Nel 1985, restaurata la Palazzina, ovvero il corpo alto del complesso, con moderni servizi ricettivi e congressuali, si avvia lo svolgimento regolare di iniziative convegnistico - seminariali e inizia ad operare la Fondazione ISI, costituita dalla Regione Piemonte, dalla Provincia di Torino, dalla Città di Torino e dalla CRT, attualmente coordinatrice del Network europeo di eccellenza sui sistemi complessi e del Progetto Lagrange della Fondazione CRT, e presso cui sono oggi attivi circa quaranta ricercatori permanenti, che si occupano di Fisica statistica, Computazione quantistica, Virtual Imaging, Epidemiologia e Neuroeuristica. Negli anni immediatamente successivi, a completamento del progetto, sono stati costituiti ASP, ICER, la Fondazione per le Biotecnologie, CIFS e CSP, per operare in altre aree scientifiche ritenute strategiche dalla Regione e dagli altri Enti fondatori, come lo studio di materiali innovativi, le biotecnologie, le scienze astrofisiche e spaziali, la sperimentazione nel campo delle tecnologie innovative informatiche e di rete, con particolare attenzione ai settori dell´educazione, della cultura e della modernizzazione della pubblica amministrazione, e le dinamiche di base nei meccanismi di produzione della ricchezza. Nell'ottobre del 1993, i Capi di Governo dell'Unione Europea eleggono Torino quale città in cui stabilire la Fondazione Europea per la Formazione professionale e scelgono Villa Gualino quale sede operativa. La Fondazione, che opera con i paesi dell'Europa sud-orientale, dell'Europa orientale, dell'Asia centrale e della regione del Mediterraneo, assiste questi paesi nell'elaborazione di sistemi d'istruzione e di formazione di qualità e nella loro concreta attuazione.

Scienziati, ricercatori, operatori dell'Unione Europea lavorano e vivono presso la struttura, dando vita ad un campus, di assoluta competitività internazionale. Nell' edificio di nuova costruzione, denominato Padiglione E, sono ospitati dal 2003 gli uffici, le attività e i laboratori degli istituti scientifici, con sede permanente presso la Villa. E' prevista la costruzione di un secondo edificio, denominato Padiglione F, per la definitiva sistemazione del CSP e a completamento degli spazi destinati alle attività di ricerca e formazione. Al fine di ricordare l'originario sogno gualiniano e, in un ideale collegamento arte-scienza, possono essere ospitate temporaneamente o permanentemente presso la Villa opere di artisti interessati ad inserire i loro segni di comunicazione all'interno di una architettura e di un laboratorio di idee, che ben si prestano all' interdisciplinarietà di linguaggi.
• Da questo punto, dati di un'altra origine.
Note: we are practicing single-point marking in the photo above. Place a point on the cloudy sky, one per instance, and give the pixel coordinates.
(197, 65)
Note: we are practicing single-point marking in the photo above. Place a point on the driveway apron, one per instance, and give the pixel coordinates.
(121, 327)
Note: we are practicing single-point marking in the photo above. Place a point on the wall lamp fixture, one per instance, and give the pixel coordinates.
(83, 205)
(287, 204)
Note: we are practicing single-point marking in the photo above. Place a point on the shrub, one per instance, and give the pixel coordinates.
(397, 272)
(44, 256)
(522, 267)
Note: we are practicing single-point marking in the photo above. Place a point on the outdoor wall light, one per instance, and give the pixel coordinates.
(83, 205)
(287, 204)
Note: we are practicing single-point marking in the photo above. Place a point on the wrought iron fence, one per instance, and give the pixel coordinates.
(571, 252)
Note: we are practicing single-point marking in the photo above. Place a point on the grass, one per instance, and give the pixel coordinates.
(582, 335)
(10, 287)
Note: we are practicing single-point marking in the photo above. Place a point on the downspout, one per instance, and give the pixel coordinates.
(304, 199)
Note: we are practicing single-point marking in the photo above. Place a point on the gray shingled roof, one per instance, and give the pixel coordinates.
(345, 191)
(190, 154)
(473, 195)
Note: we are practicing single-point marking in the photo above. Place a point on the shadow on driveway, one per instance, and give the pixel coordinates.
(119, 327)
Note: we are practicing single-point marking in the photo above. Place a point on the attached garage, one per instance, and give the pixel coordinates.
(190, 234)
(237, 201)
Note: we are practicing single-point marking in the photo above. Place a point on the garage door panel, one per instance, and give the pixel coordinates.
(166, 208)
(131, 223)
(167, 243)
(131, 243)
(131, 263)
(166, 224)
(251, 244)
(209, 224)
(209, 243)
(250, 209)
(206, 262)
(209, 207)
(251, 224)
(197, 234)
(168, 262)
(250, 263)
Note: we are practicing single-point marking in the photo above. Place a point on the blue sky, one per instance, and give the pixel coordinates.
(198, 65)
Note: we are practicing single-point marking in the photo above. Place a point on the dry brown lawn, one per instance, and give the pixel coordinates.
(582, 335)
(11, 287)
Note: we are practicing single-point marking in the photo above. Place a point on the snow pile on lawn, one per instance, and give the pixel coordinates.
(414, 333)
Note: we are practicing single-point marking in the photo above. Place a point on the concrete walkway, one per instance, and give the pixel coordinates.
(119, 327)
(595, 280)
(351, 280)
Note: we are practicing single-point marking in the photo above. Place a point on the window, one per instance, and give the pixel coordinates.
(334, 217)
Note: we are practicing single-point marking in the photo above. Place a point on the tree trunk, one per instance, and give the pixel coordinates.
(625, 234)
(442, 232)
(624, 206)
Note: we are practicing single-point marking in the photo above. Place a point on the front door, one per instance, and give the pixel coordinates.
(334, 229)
Dal 2004 è ospitata nell'atrio della Palazzina la scultura "Piccole effervescenze" di Mario Molinari. Il grande parco, quasi completamente ripristinato, offre a quanti lavorano presso la Villa e a tutti gli ospiti degli istituti e del Centro convegni le condizioni ideali per le attività di studio, di lavoro e di soggiorno.